This superb use of computer-generated imagery by Next Media Animation (NMA) has attracted plenty of attention over the past week, offering a liberal interpretation of some of the juicier claims about Gordon Brown. [youtube=http://www.youtube.com/watch?v=wxJoMIFDTSs&feature=player_embedded] It is not the first time that NMA, a unit of the same group that publishes irreverent Hong Kong newspaper Apple Daily, has so deftly merged the sublime with the ridiculous. Similar video coverage of the Tiger Woods affair was, shall we say, almost as memorable. This time, though, the video appears to have sparked a diplomatic incident. After The Guardian published the video on its website, the Taipei Representative's Office (TRO)  in London apparently contacted the newspaper to request a retraction to its claim that the video originated in Taiwan. In this the TRO  was aided by some confusion. NMA voices its videos in Mandarin, Cantonese and English. The one above is Cantonese and also uses Apple Daily's Hong Kong web address. However, NMA is clearly based in Taiwan and has confirmed the video was made there. Why, I wonder, is the TRO to be so keen to distance itself  from a video produced by one of its biggest media houses? I contacted a senior executive at Next Media, a company I regularly covered during my time in Hong Kong. He confessed he had "no idea" why the Taiwanese Government would wade in, but noted that it is often "insecure" about such things. He also said:
"Every other news channel in Taiwan has now started animation sequences in their newscasts. Taiwan's market is leading, the government will catch-up."
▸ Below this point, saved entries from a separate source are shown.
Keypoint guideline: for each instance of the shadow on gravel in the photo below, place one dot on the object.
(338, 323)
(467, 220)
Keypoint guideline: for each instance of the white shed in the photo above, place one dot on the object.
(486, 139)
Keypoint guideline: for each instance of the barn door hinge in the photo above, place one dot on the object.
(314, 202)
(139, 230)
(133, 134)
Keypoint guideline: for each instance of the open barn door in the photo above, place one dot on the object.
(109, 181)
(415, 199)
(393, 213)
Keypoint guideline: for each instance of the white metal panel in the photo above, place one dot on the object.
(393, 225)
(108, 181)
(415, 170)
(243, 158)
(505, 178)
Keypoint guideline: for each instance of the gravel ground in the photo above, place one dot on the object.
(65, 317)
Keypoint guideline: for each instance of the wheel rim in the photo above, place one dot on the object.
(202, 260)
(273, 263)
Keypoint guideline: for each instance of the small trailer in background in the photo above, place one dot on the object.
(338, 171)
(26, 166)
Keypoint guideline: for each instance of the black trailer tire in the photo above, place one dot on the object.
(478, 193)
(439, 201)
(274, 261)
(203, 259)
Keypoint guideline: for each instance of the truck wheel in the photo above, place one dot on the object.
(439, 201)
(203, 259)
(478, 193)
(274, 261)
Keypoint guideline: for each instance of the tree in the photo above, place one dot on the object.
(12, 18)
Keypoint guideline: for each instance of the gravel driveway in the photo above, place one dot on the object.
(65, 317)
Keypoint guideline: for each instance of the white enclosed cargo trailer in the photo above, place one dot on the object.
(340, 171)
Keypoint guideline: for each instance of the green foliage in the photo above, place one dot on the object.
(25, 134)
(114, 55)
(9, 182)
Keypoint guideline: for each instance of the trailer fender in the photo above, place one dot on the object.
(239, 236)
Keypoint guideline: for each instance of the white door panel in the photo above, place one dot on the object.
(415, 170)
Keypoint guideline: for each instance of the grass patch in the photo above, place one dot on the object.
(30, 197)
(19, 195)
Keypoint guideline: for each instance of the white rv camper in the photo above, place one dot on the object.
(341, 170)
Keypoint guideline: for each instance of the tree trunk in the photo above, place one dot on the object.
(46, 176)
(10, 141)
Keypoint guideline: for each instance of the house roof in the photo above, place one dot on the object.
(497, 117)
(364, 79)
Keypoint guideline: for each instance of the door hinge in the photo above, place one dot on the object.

Which offers a few more clues. Next Media, led by its irrepressible leader Jimmy Lai, is evidently aware that the Taiwanese authorities are less than keen on its animated news segments, as this CNN story makes clear. The row culminated in the Government rejecting Lai's bid for a licence to launch a cable TV channel called Next TV. Seen in that context, Government efforts to distance itself from the video are unsurprising. What next? Lai will no doubt re-apply for a licence, and he claims he is in talks to export the CGI model to other markets worldwide. If nothing else, Lai's ability to ruffle feathers - so effectively demonstrated in Hong Kong - remains in fine fettle. And it gives me a welcome opportunity to revisit one my favourite articles: this profile I wrote of Lai after interviewing him in 2007. Funnily enough, at one point Lai talks about how online news has to become much more "image- and action-oriented." I'll admit, I had no idea this is what he meant.